USD/CHF Price Forecast: Inverted head-and-shoulders form, eyes on 0.80

Source Fxstreet
  • USD/CHF confirms inverted head-and-shoulders after clearing 200-day SMA.
  • RSI above 60 signals bullish momentum still has room.
  • Break above 0.8000 exposes 0.8040 and 0.8075 target.

The USD/CHF advances some 0.30% on Monday, as an inverted ‘head-and-shoulders’ chart pattern is confirmed, along with price action leaving the 200-day Simple Moving Average (SMA) below the current spot price. The pair trades near 0.7981.

USD/CHF Price Forecast: Technical outlook

Price action turned bullish since last Friday, after USD/CHF cleared the 200-day SMA at 0.7903, opening the door to further upside. Also, an inverted ‘head-and-shoulders’ chart pattern, formed, which sets the stage for further gains.

Momentum as measured by the Relative Strength Index (RSI) popped above the 60 region, bullish and with room before turning overbought. That said, the USD/CHF could test the 0.8000 level in the near term.

If the pair clears the 0.8000 mark, the next resistance would be the January 15 high at 0.8040. On further strength, the next stop would be the ‘head-and-shoulders’ measured objective near 0.8045-0.8050, ahead of the November 25 daily high of 0.8102.

On the flip side, the USD/CHF could edge lower if sellers drive price action below the 200-day SMA, opening the door to a challenge of 0.7800.

USD/CHF Price Chart – Daily

USD/CHF daily chart

Swiss Franc FAQs

The Swiss Franc (CHF) is Switzerland’s official currency. It is among the top ten most traded currencies globally, reaching volumes that well exceed the size of the Swiss economy. Its value is determined by the broad market sentiment, the country’s economic health or action taken by the Swiss National Bank (SNB), among other factors. Between 2011 and 2015, the Swiss Franc was pegged to the Euro (EUR). The peg was abruptly removed, resulting in a more than 20% increase in the Franc’s value, causing a turmoil in markets. Even though the peg isn’t in force anymore, CHF fortunes tend to be highly correlated with the Euro ones due to the high dependency of the Swiss economy on the neighboring Eurozone.

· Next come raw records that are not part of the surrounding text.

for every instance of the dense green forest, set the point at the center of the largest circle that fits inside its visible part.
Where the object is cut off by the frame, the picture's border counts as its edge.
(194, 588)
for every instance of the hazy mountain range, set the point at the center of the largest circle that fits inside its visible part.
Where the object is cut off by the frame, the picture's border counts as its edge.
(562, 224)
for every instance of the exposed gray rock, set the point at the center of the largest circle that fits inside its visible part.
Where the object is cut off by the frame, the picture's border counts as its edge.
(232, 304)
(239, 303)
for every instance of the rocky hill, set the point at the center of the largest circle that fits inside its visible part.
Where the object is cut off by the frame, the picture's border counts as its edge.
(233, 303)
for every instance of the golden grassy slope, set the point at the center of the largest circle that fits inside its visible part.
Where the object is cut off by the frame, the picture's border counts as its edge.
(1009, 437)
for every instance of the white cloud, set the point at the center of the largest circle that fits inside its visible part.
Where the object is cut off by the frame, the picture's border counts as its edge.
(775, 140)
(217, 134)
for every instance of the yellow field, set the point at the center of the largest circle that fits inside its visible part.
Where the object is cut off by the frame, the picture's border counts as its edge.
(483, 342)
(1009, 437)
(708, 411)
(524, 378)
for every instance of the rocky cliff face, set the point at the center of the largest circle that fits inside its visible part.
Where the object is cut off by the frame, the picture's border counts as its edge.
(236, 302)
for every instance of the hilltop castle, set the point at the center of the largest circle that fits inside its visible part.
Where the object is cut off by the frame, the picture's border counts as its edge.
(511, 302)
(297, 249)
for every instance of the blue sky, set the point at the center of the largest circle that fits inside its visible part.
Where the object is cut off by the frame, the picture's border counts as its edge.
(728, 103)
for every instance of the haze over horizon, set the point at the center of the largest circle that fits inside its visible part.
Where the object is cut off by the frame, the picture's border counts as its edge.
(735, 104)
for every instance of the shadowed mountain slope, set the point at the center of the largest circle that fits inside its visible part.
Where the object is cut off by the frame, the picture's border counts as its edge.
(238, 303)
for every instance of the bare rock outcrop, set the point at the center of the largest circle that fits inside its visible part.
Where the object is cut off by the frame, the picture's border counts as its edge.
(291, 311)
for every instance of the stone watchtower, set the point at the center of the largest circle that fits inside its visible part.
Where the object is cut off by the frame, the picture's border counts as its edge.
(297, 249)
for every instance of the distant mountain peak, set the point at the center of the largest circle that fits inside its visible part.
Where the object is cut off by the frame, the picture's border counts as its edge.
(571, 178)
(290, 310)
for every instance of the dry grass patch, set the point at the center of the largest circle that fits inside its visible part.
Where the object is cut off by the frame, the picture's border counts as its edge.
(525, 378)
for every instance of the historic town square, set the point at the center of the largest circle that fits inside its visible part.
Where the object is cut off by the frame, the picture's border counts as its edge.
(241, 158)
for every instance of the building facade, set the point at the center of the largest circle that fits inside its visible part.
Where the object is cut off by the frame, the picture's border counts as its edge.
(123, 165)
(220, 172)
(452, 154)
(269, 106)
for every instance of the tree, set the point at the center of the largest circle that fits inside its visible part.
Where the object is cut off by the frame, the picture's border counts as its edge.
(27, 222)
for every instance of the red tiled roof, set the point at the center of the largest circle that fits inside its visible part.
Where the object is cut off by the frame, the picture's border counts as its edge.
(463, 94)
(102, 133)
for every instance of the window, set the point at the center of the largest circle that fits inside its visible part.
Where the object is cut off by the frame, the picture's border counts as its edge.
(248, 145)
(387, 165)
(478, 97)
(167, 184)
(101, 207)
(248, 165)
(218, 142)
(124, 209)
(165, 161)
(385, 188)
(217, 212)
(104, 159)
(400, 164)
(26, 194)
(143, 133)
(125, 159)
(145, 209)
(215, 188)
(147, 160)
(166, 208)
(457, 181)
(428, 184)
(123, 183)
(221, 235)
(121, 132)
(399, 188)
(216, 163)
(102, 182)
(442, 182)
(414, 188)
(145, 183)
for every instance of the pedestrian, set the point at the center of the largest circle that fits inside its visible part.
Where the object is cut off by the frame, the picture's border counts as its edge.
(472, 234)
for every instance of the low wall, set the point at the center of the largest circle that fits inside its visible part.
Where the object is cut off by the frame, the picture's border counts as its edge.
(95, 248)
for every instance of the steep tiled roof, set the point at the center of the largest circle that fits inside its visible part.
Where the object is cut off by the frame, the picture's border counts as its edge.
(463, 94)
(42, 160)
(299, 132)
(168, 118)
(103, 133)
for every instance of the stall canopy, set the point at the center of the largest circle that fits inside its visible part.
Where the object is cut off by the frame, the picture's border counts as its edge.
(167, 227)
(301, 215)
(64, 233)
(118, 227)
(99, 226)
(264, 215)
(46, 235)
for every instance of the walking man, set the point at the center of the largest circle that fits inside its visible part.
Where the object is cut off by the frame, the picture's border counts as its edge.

The Swiss Franc (CHF) is considered a safe-haven asset, or a currency that investors tend to buy in times of market stress. This is due to the perceived status of Switzerland in the world: a stable economy, a strong export sector, big central bank reserves or a longstanding political stance towards neutrality in global conflicts make the country’s currency a good choice for investors fleeing from risks. Turbulent times are likely to strengthen CHF value against other currencies that are seen as more risky to invest in.

The Swiss National Bank (SNB) meets four times a year – once every quarter, less than other major central banks – to decide on monetary policy. The bank aims for an annual inflation rate of less than 2%. When inflation is above target or forecasted to be above target in the foreseeable future, the bank will attempt to tame price growth by raising its policy rate. Higher interest rates are generally positive for the Swiss Franc (CHF) as they lead to higher yields, making the country a more attractive place for investors. On the contrary, lower interest rates tend to weaken CHF.

Macroeconomic data releases in Switzerland are key to assessing the state of the economy and can impact the Swiss Franc’s (CHF) valuation. The Swiss economy is broadly stable, but any sudden change in economic growth, inflation, current account or the central bank’s currency reserves have the potential to trigger moves in CHF. Generally, high economic growth, low unemployment and high confidence are good for CHF. Conversely, if economic data points to weakening momentum, CHF is likely to depreciate.

As a small and open economy, Switzerland is heavily dependent on the health of the neighboring Eurozone economies. The broader European Union is Switzerland’s main economic partner and a key political ally, so macroeconomic and monetary policy stability in the Eurozone is essential for Switzerland and, thus, for the Swiss Franc (CHF). With such dependency, some models suggest that the correlation between the fortunes of the Euro (EUR) and the CHF is more than 90%, or close to perfect.

Disclaimer: For information purposes only. Past performance is not indicative of future results.